When analyzing bitcoin cycles, futures markets are of particular interest.

Futures provide an opportunity to bet both on an increase and a decrease in price without owning the asset itself. At the same time, most exchanges offer leverage up to x100 – a paradise for gamblers. It is the ability to place a bet without having the asset itself, and large leverage that led to the fact that the most bitcoin trade volume is made on futures, and the difference with spot volumes is usually several hundred %.

The total number of futures contracts open by all market participants is called open interest (OI).

In order for the BTC futures price to be as close as possible to the spot price, there is a funding mechanism.

Funding is a percentage of an open position that you pay (or receive) depending on how the futures price relates to the spot price. If the futures price is higher than the spot price, the funding is positive, longs pay shorts; if the futures price is lower than the spot price, the funding is negative and shorts pay longs. This mechanism should balance the market in a natural way – the higher the price divergence, the more expensive it becomes to hold a position in the direction of increasing divergence and more profitable in the direction of decreasing.

There are several reasons why the futures market is of particular interest to traders and investors.

1. Risk management. The higher the OI, the higher the expected volatility and the lower the risk for open positions should be. Volatility with a high OI is caused by liquidations – forced closing of futures positions when the price goes in the wrong direction. Thus, the initial small move can be greatly amplified by a chain of liquidations. Each strong (10% +) move is, among other things, the result of the liquidation of futures positions for hundreds of millions of $.
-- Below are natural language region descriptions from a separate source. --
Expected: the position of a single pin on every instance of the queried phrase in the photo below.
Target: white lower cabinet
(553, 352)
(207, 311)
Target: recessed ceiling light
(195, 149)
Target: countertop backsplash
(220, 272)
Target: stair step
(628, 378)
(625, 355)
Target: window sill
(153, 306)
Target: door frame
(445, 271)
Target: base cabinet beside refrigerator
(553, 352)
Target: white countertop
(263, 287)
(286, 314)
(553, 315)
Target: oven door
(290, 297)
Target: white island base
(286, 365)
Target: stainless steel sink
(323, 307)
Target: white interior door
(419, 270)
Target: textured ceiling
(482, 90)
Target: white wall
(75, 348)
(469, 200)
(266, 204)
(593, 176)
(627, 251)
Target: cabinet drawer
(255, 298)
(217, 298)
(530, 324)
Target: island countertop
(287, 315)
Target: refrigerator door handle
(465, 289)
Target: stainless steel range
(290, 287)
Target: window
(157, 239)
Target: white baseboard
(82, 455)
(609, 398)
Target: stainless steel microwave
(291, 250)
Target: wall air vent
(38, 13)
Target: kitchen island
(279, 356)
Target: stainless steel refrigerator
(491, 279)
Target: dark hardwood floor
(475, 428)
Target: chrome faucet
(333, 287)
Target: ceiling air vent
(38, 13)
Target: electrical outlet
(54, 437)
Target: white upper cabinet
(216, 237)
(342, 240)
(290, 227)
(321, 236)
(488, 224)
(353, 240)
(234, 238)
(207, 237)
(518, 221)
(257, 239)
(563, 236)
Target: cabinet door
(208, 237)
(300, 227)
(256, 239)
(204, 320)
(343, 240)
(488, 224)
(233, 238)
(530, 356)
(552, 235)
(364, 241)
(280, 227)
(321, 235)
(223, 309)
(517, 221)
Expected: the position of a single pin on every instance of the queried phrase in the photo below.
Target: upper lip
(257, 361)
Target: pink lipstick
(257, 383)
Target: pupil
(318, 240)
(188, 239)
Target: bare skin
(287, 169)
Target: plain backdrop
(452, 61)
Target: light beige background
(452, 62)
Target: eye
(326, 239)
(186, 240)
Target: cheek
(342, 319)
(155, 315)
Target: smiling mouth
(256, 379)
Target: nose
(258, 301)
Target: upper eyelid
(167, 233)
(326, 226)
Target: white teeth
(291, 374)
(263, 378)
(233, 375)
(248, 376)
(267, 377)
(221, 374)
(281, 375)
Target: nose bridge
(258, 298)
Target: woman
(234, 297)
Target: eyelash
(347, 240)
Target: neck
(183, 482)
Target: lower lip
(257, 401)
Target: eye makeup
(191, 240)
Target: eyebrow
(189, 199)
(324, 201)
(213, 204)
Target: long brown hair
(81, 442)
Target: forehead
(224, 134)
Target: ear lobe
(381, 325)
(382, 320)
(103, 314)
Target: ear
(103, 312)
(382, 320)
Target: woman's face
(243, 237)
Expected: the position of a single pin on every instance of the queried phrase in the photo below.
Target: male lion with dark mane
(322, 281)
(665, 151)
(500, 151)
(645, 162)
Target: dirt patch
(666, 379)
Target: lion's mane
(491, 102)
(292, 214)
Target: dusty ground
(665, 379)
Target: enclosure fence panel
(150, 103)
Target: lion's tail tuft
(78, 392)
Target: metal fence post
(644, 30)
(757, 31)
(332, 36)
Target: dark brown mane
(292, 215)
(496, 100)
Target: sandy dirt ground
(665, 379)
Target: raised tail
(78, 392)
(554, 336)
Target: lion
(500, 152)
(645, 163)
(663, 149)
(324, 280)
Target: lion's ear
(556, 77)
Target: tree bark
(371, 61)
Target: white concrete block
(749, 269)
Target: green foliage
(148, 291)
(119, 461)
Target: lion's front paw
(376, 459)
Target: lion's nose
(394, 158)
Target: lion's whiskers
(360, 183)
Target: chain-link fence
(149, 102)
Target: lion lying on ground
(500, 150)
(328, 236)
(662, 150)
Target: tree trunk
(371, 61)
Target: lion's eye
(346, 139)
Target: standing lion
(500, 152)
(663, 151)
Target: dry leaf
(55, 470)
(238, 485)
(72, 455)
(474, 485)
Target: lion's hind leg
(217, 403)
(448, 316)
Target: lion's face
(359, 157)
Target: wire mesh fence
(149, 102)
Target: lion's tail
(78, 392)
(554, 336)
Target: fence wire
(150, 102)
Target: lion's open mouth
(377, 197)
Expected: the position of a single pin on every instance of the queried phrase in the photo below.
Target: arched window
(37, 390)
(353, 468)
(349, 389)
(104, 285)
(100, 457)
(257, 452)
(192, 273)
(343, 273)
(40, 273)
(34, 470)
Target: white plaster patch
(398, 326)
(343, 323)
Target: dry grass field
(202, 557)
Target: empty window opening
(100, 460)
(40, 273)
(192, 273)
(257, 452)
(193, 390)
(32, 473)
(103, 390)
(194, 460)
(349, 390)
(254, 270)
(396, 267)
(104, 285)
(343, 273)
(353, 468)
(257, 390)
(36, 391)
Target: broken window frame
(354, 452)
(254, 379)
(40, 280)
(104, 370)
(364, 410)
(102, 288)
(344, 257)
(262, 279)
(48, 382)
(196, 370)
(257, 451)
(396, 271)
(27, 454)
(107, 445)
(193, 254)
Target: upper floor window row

2. Determination of the end of a bull market. Historically, each growth cycle ended at OI at local maximum and strongly positive funding. Why is this happening? After a long period of growth, the funding mechanism ceases to cope with balancing the futures market – there are too many people willing to hold a long position and too few – short. Often during such periods, the price of futures differs from the spot price by 1% or more. The strongest market participants are forced to take the short side and crash the price,this is greatly enhanced by chain liquidations. At one time, one of the largest futures exchanges, Bitmex, openly stated that it was trading against its clients in order to balance the price.

3. Determination of the end of a bear market. Historically, each bear market ended at a OI at local lows and strongly negative funding. After chain liquidations from point 2 (often organized several times over weeks or months), when the number of players willing to take the short side recovers, a period of reaccumulation begins, followed by a transition to bull market.

Every trader / investor has two different options. The first one is HODL, the futures market can be ignored – over a run of 5-10 years BTC is likely to grow anyway. The second is more active position management with an investment / trading horizon of less than a year, in this case the futures market should be understood and used to determine entry and exit points.